Hey, will we see that lady in the electric wheelchair on Broadway picking up more bottles?

Although this might help people who collect nickle deposit cans to survive, this electric chair issue needs to be adressed. Darting in & out of traffic on our city streets is a hazard.

Could be a future posting? What's the option for the lawbooks, Mike?

Anonymous said...

Why is the new leadership a plus on this issue? Was Spitzer for the bill or not? Was it the steamroller approach against Bruno?

How will Paterson be more effective in pushing this through?

If Bruno is getting contributions from the bottling companies, what will change his actions? Youre not going to see any real change with the bottle bill until that man is nutralized.

DC.eCycle said...

Hi, Mike -

I'm glad to find your site and this comment. I've been among the many clamoring for the BBBB, at:

Glad also to hear that Paterson is a strong supporter. That's info that I hadn't found anywhere else.

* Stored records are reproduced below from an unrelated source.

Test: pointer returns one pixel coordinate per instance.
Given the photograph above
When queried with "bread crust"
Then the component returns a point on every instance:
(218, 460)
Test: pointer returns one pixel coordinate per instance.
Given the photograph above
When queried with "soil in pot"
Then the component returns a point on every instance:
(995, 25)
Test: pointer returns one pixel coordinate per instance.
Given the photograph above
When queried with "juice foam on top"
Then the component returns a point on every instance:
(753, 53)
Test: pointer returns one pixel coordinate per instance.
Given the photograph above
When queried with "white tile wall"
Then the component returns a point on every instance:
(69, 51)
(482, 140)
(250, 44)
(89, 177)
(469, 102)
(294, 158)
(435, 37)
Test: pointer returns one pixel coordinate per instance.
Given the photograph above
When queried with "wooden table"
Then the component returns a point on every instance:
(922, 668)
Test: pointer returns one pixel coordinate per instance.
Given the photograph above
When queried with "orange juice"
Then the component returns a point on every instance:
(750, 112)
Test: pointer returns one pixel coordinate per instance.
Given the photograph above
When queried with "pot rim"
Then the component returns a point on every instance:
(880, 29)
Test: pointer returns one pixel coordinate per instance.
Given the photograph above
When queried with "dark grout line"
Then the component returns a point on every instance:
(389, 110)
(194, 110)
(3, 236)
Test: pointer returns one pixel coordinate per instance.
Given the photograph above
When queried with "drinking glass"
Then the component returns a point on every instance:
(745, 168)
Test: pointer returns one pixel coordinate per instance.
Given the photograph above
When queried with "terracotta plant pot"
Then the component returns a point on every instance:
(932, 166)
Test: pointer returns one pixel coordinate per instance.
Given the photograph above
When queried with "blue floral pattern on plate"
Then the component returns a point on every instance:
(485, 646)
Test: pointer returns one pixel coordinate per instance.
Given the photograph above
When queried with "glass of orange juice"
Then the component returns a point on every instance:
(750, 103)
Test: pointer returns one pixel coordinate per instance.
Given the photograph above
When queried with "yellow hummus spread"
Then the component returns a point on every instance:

There is some truth to the earlier comment that putting a deposit on other containers won't affect everyone's behavior. But redemption figures indicate it will affect that of many individuals, and it will give canners a reason to pick up containers they currently ignore. Personally, I'd like to see the deposit increase to .10, for the canners, to reduce consumption, and because IMO it's the fact that a nickel is worth a tiny fraction of what it was in 1982 that's responsible for the toss-it-out-the-window syndrome. It's as if (metaphorically anyway - I didn't run the actual inflation numbers) the 1982 law had specified at the time only a penny deposit - it just wouldn't have been enough then to get anyone's attention; in these days of $3.50/gallon gas the nickel gets a similar lack of respect. Gas has tripled in price; bottles at a .10 deposit would still be a bargain.

Just wanted to mention that your link to NYPIRG needs to be fixed.